Many historians, politologists and sociologists nowadays foresee and even advocate a privatisation of national identity, a process which would be similar to the passage of religion into the personal and private domain that characterised the rise of the national State. But the issue is that such a privatisation, such a surpassing, can only take place from a set of alternative collective identities.

And what’s really interesting is that identitarian communities and virtual networks that seem capable of bringing about such a process are not only defined by their being trans-national, but they also display a nature that is very different from the respective natures of the great imagined identities of Modernity, such as nation, race, or the Marxist historical class. Their members know each other even if they have never physically met. They are in a certain sense real communities, or, more precisely, imagined communities that fall into reality.”

The nation is still presented as a “natural” fact that we unconsciously seek in every “complete” political unit: a unified language, a unitary map/territory, a media-defined public sphere, and ideologically defined political subjects.

The nation, as a form of political organisation and identity, was much more powerful, encompassing and massive than any of its predecessors because its symbols linked institutions and power to everyone’s identity, to the extent of sustaining the configurative and determining power of the nation.

In the end, what is essential about the nation is its exclusive claim over its identity as configurative, as generating co-nationals. It is the nation that makes the nationals, not the nationals that make the nation. People belong to the nation; they are a construct, a product of the “national reality”, not the other way round. The nation reinterprets the past looking back on its own historiography, which goes far beyond the time when it was first imagined. In fact, it is the nation that gives rise to History as a supposedly scientific and detached narrative, with the explicit aim of conferring unity through time to the units that emerged from contemporary maps.

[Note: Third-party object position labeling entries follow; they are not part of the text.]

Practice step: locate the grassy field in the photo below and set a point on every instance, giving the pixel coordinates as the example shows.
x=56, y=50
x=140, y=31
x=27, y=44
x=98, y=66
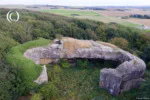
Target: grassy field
x=29, y=70
x=87, y=14
x=83, y=84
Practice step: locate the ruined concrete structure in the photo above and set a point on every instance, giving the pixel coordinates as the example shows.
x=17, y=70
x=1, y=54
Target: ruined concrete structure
x=124, y=77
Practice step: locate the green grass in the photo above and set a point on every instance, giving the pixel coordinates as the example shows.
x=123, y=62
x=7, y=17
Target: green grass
x=29, y=70
x=85, y=14
x=77, y=83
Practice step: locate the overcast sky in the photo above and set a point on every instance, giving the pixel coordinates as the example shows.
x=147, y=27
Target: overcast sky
x=80, y=2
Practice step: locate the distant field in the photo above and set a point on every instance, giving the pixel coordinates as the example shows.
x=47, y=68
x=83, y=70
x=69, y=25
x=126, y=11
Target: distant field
x=89, y=14
x=114, y=13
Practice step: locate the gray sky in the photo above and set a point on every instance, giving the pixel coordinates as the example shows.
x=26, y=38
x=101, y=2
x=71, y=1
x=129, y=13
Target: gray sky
x=80, y=2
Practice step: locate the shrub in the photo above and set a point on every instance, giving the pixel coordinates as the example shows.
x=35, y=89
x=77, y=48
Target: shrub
x=57, y=68
x=49, y=91
x=64, y=63
x=82, y=63
x=36, y=96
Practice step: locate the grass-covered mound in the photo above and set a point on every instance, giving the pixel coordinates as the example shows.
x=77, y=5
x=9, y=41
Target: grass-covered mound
x=28, y=69
x=81, y=82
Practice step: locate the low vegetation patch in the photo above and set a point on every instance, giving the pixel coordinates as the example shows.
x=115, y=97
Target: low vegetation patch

From Thiers to Stalin, the first form of nationalist imperialism was exerted over the past, as a way of grounding the conversion of people’s identities – people who had ceased to be the subjects of History in order to be considered the products of the recently discovered national History. Culture was redefined by the nation and from the coffee house: ceasing to be a personal symbolic sediment in order to become a supposedly constituent political phenomenon. “

In conclusion:

“In this brief biography of the national imaginary, we have seen how it emerged from a real need to imagine the new production and socialisation community generated by the market, as well as from the increase in labour division that became more evident and spread practically all over the planet between the 17th and 20th centuries. We have seen how that imagination took shape and reached its materialisation in the form of the national State born in the French Revolution and the American wars of independence. And finally, how its conversion into a culture state, constituting personal identities and the framework for all conflicts, established it practically into our day.”